FOCACCIA WITH SEASONAL VEGETABLES
“I love focaccia. It’s the ideal vessel for all the bounty of the season. This perfectly delicious dough can be topped with any number of vegetables, cheeses, and spices to create an easy and hearty meal. Left unadorned, it is a great sandwich bread, accompaniment to a bowl of soup, or (my personal favorite) dipped into some olive oil and sprinkled with coarse salt.” —Umber Ahmad, founder at Mah-Ze-Dahr Bakery (New York City)
Ingredients (Makes One 9”x12” Baking Pan):
1 envelope active dry yeast
2 tablespoon sugar
5 cups all-purpose flour
1 tablespoon kosher salt
½ cup extra virgin olive oil
4 tablespoons unsalted butter, soft
1 cup mozzarella, fontina, or gruyere cheese
2 cups grape tomatoes, chopped kale, asparagus spears, or other vegetables
- In a large bowl, mix together yeast, sugar and 2 ½ cups of warm water (warm bath water temp). Let mixture sit until it foams, about 4–6 minutes.

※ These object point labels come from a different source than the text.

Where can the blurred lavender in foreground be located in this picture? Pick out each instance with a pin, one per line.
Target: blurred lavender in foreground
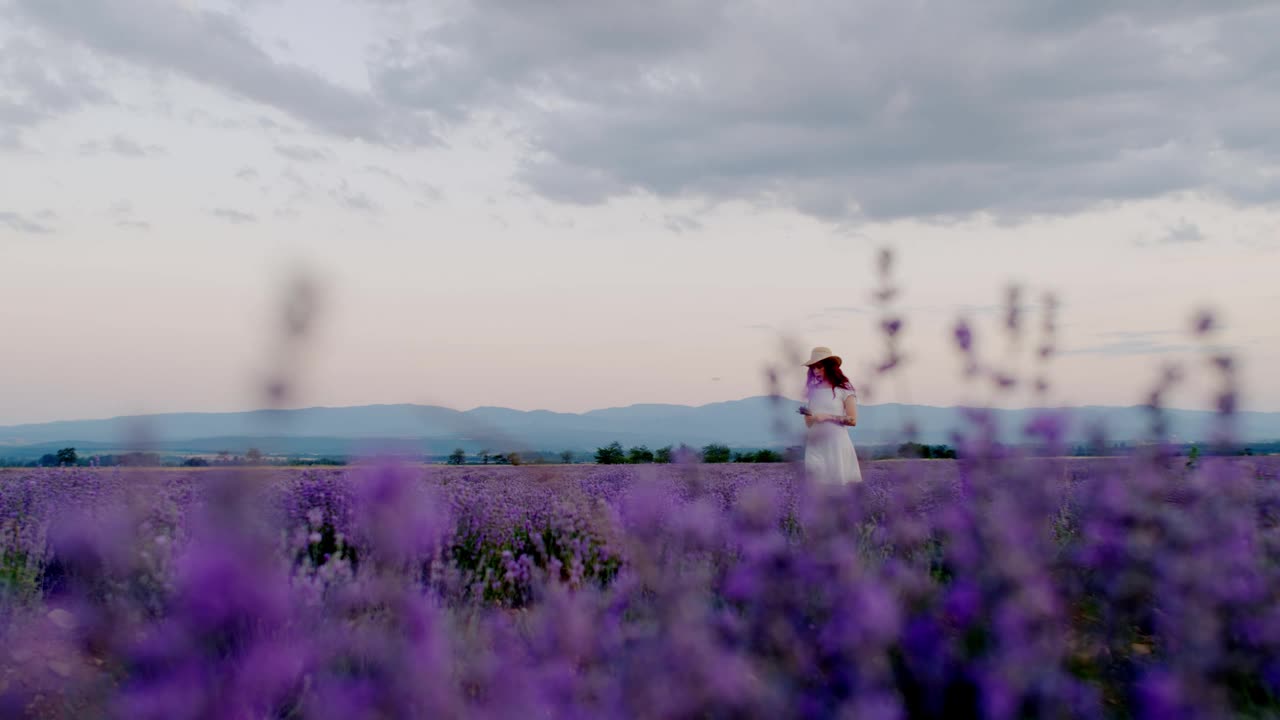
(995, 587)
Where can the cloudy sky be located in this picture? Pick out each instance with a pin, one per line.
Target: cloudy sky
(575, 204)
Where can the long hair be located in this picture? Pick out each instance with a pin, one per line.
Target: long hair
(828, 372)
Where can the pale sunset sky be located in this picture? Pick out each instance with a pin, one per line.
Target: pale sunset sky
(580, 204)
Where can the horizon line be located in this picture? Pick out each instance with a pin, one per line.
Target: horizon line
(301, 409)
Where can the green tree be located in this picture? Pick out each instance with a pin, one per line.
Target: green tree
(640, 455)
(716, 452)
(611, 454)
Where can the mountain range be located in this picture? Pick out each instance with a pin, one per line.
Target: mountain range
(753, 422)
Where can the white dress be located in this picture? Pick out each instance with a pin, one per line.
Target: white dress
(828, 452)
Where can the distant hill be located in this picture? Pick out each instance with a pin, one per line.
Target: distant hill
(754, 422)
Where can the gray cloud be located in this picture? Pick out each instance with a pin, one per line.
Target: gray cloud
(304, 154)
(681, 223)
(233, 217)
(18, 222)
(120, 145)
(216, 50)
(1183, 233)
(353, 199)
(1136, 342)
(865, 109)
(40, 82)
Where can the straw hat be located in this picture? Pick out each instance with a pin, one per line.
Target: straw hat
(821, 354)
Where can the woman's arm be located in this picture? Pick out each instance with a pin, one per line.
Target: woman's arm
(850, 410)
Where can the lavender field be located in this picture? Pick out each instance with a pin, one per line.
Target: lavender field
(993, 587)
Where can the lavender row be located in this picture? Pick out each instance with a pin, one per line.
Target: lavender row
(995, 588)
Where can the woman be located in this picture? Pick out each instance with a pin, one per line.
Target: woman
(831, 409)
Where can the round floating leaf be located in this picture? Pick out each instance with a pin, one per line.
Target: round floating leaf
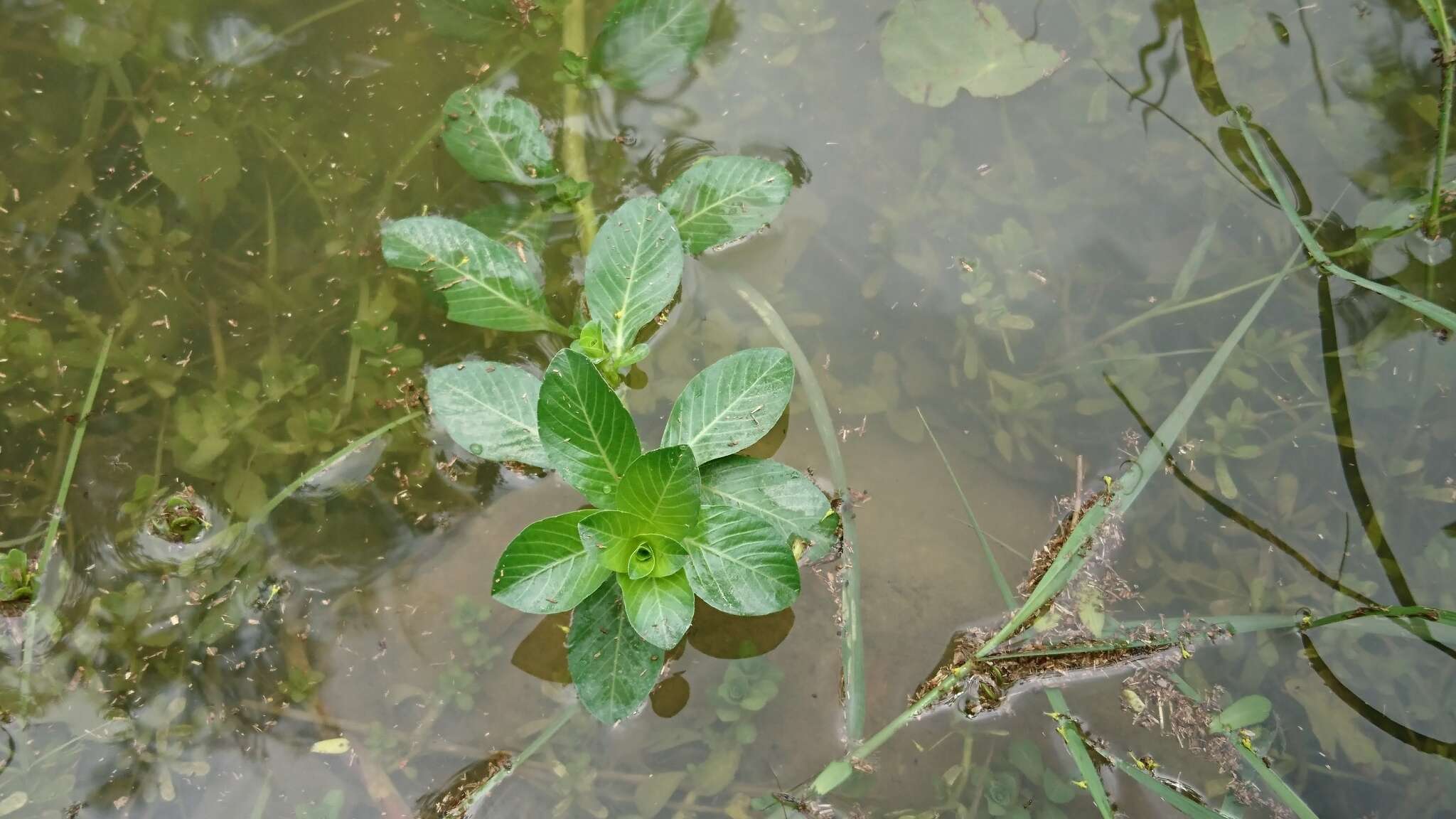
(663, 488)
(490, 410)
(932, 48)
(740, 564)
(732, 404)
(547, 569)
(1246, 712)
(197, 159)
(625, 542)
(614, 668)
(587, 433)
(781, 496)
(483, 282)
(497, 137)
(724, 198)
(660, 608)
(644, 43)
(632, 272)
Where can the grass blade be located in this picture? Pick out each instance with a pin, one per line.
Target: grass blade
(1078, 748)
(54, 527)
(852, 640)
(1435, 312)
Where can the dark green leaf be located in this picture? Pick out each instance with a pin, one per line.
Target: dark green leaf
(483, 282)
(547, 569)
(724, 198)
(660, 608)
(663, 488)
(740, 564)
(779, 494)
(633, 270)
(732, 404)
(587, 433)
(497, 137)
(644, 43)
(612, 666)
(490, 410)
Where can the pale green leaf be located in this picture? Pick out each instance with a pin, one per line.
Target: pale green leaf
(483, 282)
(660, 608)
(932, 48)
(497, 137)
(724, 198)
(663, 487)
(614, 668)
(547, 569)
(644, 43)
(732, 404)
(587, 433)
(490, 410)
(633, 270)
(740, 564)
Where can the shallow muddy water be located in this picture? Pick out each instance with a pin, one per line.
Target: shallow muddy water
(1028, 241)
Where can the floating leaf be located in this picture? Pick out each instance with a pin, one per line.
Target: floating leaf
(331, 746)
(497, 137)
(932, 48)
(587, 433)
(732, 404)
(724, 198)
(483, 282)
(660, 608)
(612, 666)
(633, 270)
(664, 488)
(547, 569)
(740, 564)
(644, 43)
(781, 496)
(1246, 712)
(490, 410)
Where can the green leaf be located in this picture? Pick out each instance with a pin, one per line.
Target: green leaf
(932, 48)
(660, 608)
(663, 487)
(740, 564)
(490, 410)
(724, 198)
(1246, 712)
(483, 282)
(547, 569)
(644, 43)
(626, 544)
(587, 433)
(732, 404)
(633, 270)
(612, 666)
(781, 496)
(497, 137)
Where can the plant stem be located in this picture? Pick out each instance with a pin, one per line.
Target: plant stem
(57, 510)
(572, 140)
(852, 638)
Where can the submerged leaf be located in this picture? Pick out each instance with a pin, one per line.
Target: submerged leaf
(632, 272)
(644, 43)
(497, 137)
(740, 564)
(732, 404)
(483, 282)
(490, 410)
(724, 198)
(587, 433)
(547, 569)
(612, 666)
(932, 48)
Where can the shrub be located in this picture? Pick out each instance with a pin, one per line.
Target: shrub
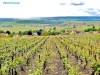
(44, 33)
(8, 32)
(29, 32)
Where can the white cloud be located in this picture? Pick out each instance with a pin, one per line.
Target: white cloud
(44, 8)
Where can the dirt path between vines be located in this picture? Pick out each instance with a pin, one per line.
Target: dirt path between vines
(54, 64)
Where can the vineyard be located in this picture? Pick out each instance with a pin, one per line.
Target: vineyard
(50, 55)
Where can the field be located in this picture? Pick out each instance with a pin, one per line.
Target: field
(15, 27)
(50, 55)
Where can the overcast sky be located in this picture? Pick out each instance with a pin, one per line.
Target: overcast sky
(49, 8)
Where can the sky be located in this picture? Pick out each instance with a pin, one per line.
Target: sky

- To the bowl, add in add the flour and kosher salt. Mix together until all the flour has been mixed in. Drizzle the olive oil around the inside edges of the bowl. Turn the dough over to coat it in the olive oil. Cover the bowl with plastic wrap and let rise in a warm, draft-free spot until doubled. This usually takes 3 to 4 hours.
- Using the soft butter, generously coat the inside of the pan you’re using. Transfer the dough to the prepared pan. Fold the dough over on itself a few times. Pour any leftover oil from the bowl onto the dough, adding a bit more if needed. Turn the dough to cover the whole thing in the oil. At this stage, don’t stretch it out to fit the pan. Put the pan back in a warm, draft-free spot to rise again, this time anywhere from 2 to 4 hours.
- Preheat oven to 425 degrees. Using your fingers with a bit of olive oil on them, gently stretch the dough out to fit the pan, if needed. Then, using a gentle up and down motion, create dimples with your fingers, making sure to press all the way down.
- Drizzle more olive oil on top of the dough and sprinkle evenly with your cheese of choice. Sprinkle some sea salt and cracked black pepper, if desired. At this point, layer on your vegetables, and add on olives, minced garlic, sesame seeds, anything you like. Press the toppings lightly into the cheese to ensure they stick.
- Bake focaccia for 20-30 minutes, until focaccia has puffed up and is lightly golden brown.